Celebrate our country’s history of national service

Tomorrow is not just the last day of summer. September 21 also marks the 20th anniversary of the National and Community Service Trust Act, a federal bill sponsored by President Bill Clinton and supported by Gov. Jay Inslee while he was serving in the U.S. House.

That measure created AmericCorps, an ambitious call to service that has provided our state with $212 million in funding and more than 21,000 volunteers of all ages to help fill the manpower gap for initiatives in local communities.

Many of AmeriCorps’ current 850 Washington volunteers are serving right now in Thurston County, tutoring and mentoring children, assisting active and retired military families, doing environmental work and more.

AmeriCorps’ anniversary has a special meaning for the state of Washington. The program is modeled after the Washington Service Corps, which was created by the Legislature a decade earlier, in 1983. The two organizations are now joined.

Many presidents have called citizens to action during their terms. Franklin D. Roosevelt founded the Civilian Conservation Corps in the 1930s, putting 4 million young people into service. John F. Kennedy told Americans to ask “what you could do for your country,” and the Peace Corps was born in the 1960s.
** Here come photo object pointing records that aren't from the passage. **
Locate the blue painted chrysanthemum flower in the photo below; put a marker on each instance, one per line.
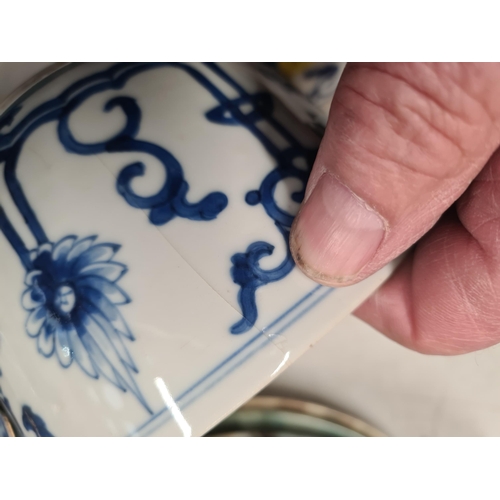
(72, 299)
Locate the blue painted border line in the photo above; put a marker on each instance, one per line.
(234, 361)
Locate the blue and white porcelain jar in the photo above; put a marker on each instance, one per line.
(147, 286)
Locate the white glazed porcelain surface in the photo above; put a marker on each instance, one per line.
(173, 362)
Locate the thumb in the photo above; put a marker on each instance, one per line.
(403, 142)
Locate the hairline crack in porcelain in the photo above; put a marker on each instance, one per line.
(145, 212)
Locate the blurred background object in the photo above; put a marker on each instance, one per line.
(266, 416)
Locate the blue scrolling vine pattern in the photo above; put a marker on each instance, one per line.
(72, 297)
(294, 161)
(71, 294)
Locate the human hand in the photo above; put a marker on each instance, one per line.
(409, 155)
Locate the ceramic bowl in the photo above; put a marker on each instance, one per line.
(270, 416)
(147, 287)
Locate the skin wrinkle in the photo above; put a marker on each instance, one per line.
(440, 83)
(397, 162)
(445, 299)
(396, 127)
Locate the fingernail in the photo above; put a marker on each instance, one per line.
(335, 234)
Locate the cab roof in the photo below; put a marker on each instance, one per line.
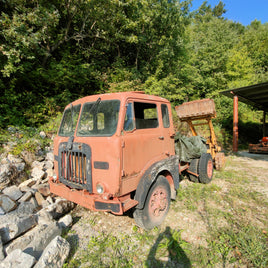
(122, 96)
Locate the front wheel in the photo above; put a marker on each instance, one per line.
(156, 205)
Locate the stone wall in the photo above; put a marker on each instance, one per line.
(31, 218)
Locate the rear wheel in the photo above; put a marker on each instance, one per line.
(156, 205)
(193, 168)
(205, 168)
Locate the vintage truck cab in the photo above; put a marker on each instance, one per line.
(116, 151)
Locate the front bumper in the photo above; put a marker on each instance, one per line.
(94, 202)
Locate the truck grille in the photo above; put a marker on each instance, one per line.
(75, 166)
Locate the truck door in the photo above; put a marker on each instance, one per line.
(167, 130)
(142, 138)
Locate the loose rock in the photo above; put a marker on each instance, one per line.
(65, 221)
(38, 173)
(18, 259)
(55, 253)
(17, 222)
(40, 241)
(13, 192)
(7, 204)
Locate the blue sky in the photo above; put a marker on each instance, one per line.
(242, 11)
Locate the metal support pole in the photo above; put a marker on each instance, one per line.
(235, 125)
(263, 126)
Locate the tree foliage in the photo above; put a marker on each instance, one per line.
(52, 52)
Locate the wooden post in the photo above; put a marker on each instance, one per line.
(235, 125)
(263, 126)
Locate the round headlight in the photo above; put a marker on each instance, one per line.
(100, 189)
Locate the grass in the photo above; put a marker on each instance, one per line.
(234, 217)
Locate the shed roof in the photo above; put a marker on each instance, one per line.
(255, 95)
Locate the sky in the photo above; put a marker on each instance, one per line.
(242, 11)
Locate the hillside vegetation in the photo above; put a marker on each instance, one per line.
(53, 52)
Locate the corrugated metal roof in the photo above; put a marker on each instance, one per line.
(255, 95)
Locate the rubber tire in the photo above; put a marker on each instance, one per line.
(205, 168)
(194, 168)
(143, 217)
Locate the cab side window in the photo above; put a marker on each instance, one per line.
(145, 115)
(165, 115)
(129, 118)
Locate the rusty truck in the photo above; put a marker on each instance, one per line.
(115, 152)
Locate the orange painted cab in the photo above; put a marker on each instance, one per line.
(116, 151)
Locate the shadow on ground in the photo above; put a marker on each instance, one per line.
(167, 252)
(263, 157)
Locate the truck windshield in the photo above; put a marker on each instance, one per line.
(69, 121)
(101, 120)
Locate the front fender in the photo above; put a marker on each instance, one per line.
(170, 165)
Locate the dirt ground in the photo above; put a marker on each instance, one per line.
(193, 223)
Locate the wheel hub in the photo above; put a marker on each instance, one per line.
(158, 202)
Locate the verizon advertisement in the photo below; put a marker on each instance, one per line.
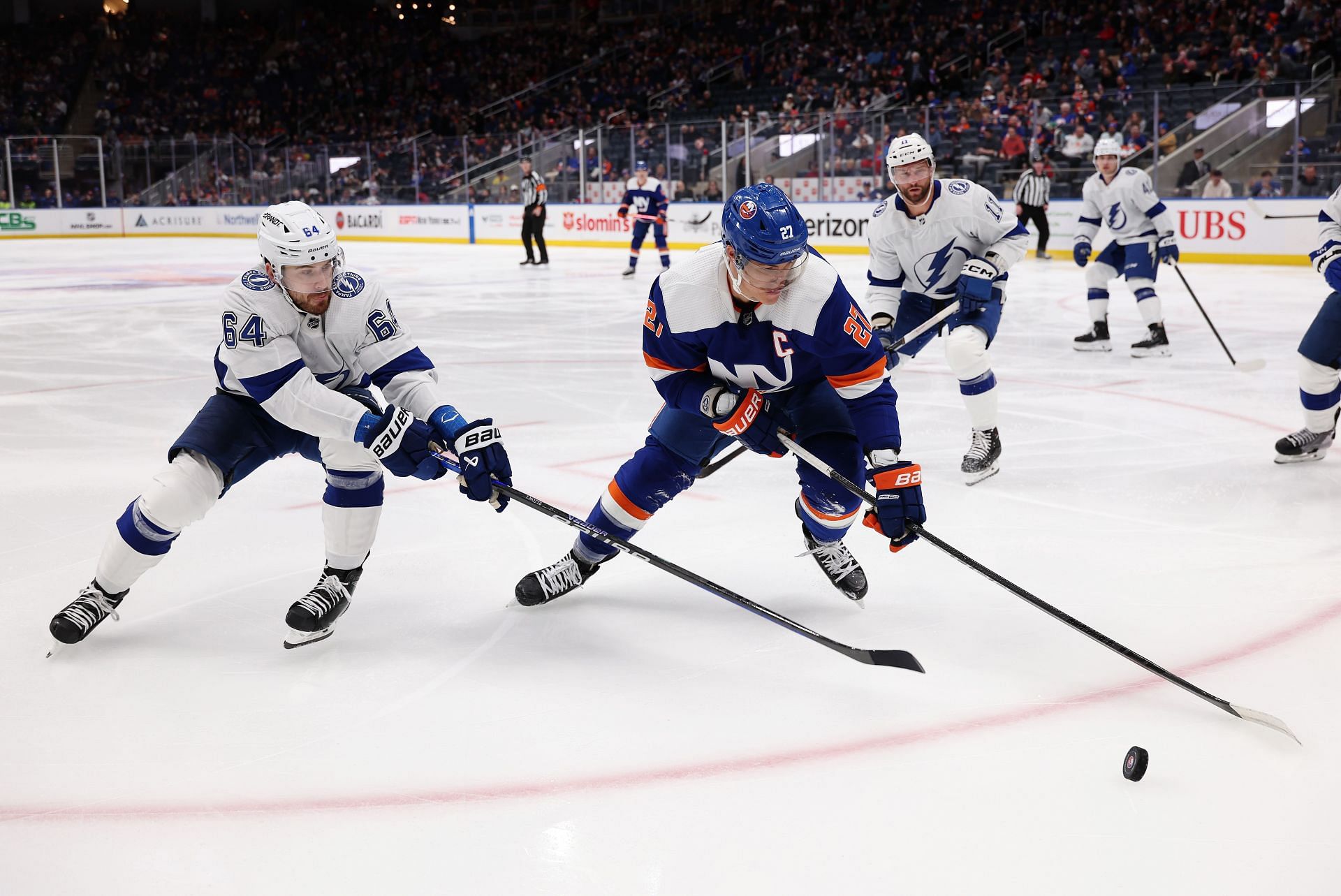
(1234, 231)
Lyndon B. Johnson created the domestic companion to the Peace Corps, called Volunteers in Service to America, or VISTA. George H.W. Bush urged Congress to pass the National and Community Service Act in 1990 focused on renewing “the ethic of civic responsibility in the United States.”
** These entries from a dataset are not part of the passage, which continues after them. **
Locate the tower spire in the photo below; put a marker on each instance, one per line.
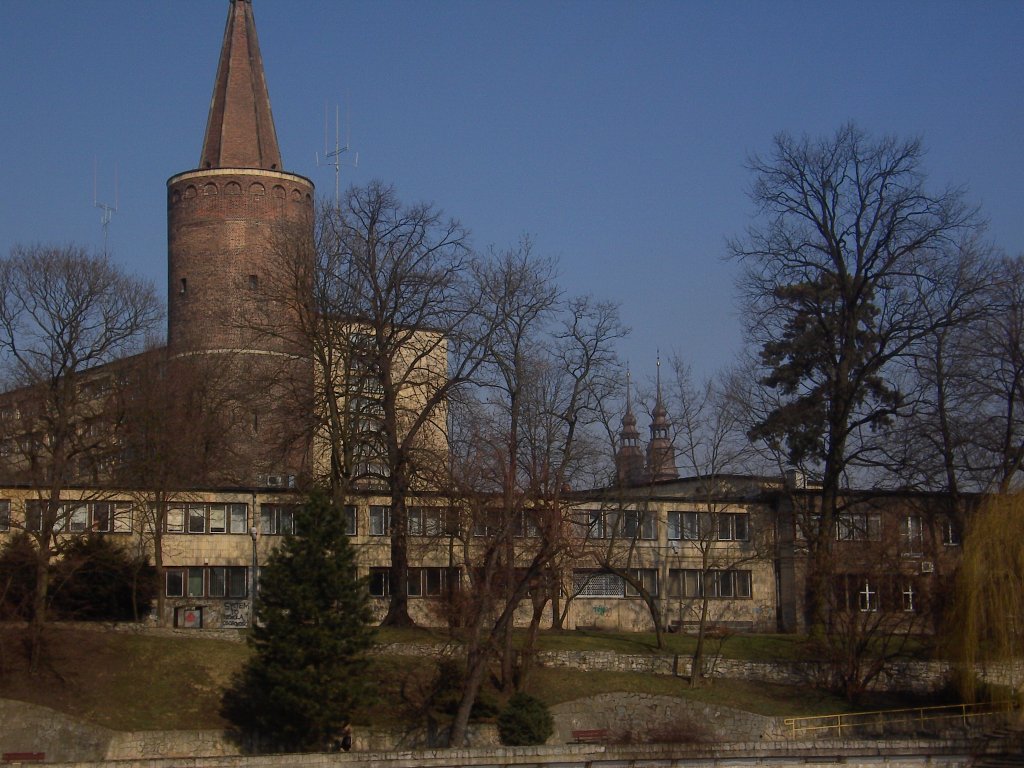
(240, 130)
(660, 452)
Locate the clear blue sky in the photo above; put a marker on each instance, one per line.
(613, 133)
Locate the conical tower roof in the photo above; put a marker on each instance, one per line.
(240, 131)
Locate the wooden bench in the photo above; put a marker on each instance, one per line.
(590, 736)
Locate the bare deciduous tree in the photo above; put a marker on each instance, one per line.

George W. Bush created the USA Freedom Corps, an umbrella organization that now coordinates the Peace Corps, AmeriCorps, Citizen Corps and Senior Corps.
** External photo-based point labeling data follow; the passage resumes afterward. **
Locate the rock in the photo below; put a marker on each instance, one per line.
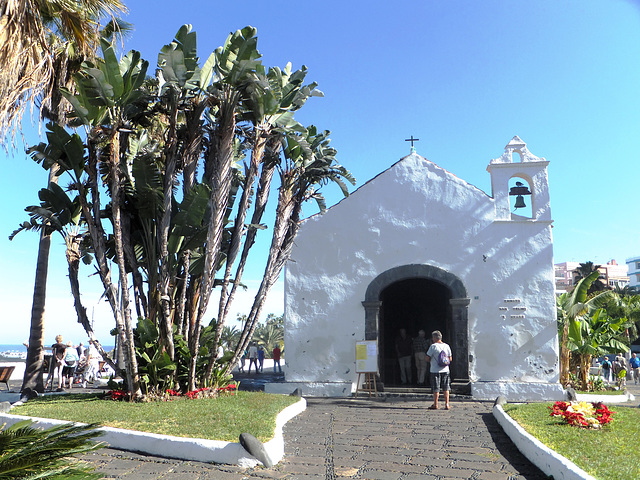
(500, 401)
(255, 447)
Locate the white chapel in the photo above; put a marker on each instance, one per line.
(418, 248)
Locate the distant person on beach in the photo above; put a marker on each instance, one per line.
(57, 359)
(71, 361)
(92, 370)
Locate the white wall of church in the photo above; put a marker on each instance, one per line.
(418, 213)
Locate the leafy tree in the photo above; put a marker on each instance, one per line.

The latest call to action goes into effect Oct. 1. It’s called the Edward M. Kennedy Serve America Act, signed into law by President Barack Obama in 2009. It increases AmeriCorps from 75,000 volunteers to 250,000 over the next 10 years.

The goal of every president has been to mobilize Americans to get things done in service to others. AmeriCorps and its companion programs have embraced the slogan of Rotary International, a 108-year-old community service organization: service above self.

By acknowledging AmeriCorps’ anniversary tomorrow, we are celebrating the magic that happens when citizens engage in national and community service.